My life changed forever when I was ten years old, and my fifth grade teacher, Mrs. Friedman, gave us a writing assignment.
The assignment itself has long escaped my memory, but the story I wrote involved the flowers on my sheets coming to life at night, drawing me into an alternate world. I recall the actual sheets as some shade of blue, with a white flower pattern imprinted upon them, but in my young mind, the flowers were of many colors, and they talked to me.
I had no idea where the ideas came from, or why I wrote this. The words simply appeared when I called upon them from some alternate dimension in my mind, which I thought was totally cool, and I put them down on paper. It was the first story written purely from my imagination, and if not for Mrs. Friedman, it might have been my last.

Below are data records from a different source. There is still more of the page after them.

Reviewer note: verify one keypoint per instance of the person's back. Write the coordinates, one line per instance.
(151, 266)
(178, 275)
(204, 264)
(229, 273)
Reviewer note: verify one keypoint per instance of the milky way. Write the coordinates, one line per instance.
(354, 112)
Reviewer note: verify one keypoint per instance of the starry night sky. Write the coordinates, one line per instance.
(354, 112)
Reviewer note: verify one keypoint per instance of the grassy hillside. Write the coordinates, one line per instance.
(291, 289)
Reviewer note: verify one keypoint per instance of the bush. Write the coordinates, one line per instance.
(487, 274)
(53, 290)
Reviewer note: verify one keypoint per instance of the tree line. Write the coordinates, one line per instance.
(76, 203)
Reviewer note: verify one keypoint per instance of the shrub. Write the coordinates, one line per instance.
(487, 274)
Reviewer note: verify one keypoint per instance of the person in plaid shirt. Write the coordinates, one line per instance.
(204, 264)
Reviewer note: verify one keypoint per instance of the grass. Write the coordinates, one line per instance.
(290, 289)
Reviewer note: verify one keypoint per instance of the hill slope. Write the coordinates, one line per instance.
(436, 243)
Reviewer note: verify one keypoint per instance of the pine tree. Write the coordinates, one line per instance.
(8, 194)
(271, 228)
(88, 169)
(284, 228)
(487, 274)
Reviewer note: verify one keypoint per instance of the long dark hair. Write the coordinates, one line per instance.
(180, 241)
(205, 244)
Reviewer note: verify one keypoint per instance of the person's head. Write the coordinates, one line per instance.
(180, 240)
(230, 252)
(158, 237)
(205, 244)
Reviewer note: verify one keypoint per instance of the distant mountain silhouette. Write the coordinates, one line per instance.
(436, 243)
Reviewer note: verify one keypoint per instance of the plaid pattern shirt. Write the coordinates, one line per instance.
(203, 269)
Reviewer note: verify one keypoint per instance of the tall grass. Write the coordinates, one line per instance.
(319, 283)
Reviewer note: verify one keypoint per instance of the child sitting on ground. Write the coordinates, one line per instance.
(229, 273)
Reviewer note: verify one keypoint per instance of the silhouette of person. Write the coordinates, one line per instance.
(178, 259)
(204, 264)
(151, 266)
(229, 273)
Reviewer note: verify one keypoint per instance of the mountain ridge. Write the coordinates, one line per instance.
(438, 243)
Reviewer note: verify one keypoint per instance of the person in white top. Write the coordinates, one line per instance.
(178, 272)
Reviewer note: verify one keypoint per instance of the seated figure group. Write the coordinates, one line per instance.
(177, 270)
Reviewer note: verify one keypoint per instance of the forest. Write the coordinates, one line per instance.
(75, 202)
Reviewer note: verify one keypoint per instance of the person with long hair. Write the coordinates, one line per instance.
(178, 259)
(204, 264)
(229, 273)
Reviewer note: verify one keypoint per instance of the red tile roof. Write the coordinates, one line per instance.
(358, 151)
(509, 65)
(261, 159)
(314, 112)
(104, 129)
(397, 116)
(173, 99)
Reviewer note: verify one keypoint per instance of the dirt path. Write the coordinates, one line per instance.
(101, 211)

After turning in the assignment, Mrs. Friedman made a great deal about my story, taking it so far as to present it to the principal, Mrs. Kamen! She also fussed over my story, and the end result of these accolades is I felt blessed with a gift, which set the stage for future endeavors.
The first story I remember writing after that was a western, believe it or not. During my early teen years, I had also started a screenplay about a secret agent, and a science-fiction space opera complete with poetry. Where are these today? Alas, long gone, I know not where. I have very few remnants from my childhood, and though I’ve retained a few notebooks with stories from my late teens, these first scribblings are lost forever.
Years later, when my daughter was several months away from arriving, I decided to start writing with the intent to finish and publish something, and though many more years passed since then, the passion to achieve this goal never diminished.
I’ve always read. Ever since my father encouraged me to read “Lucky Starr and the Oceans of Venus,” by Paul French (AKA Isaac Asimov) when I was in my early teens, I’ve read everything I could get my hands on. I devoured books. Books became my doorway to a better world. And the more I read, the stronger became the desire to write my own.
That passion continues today, stronger than ever, and I am thrilled (and terrified) to soon share my imagination with the world.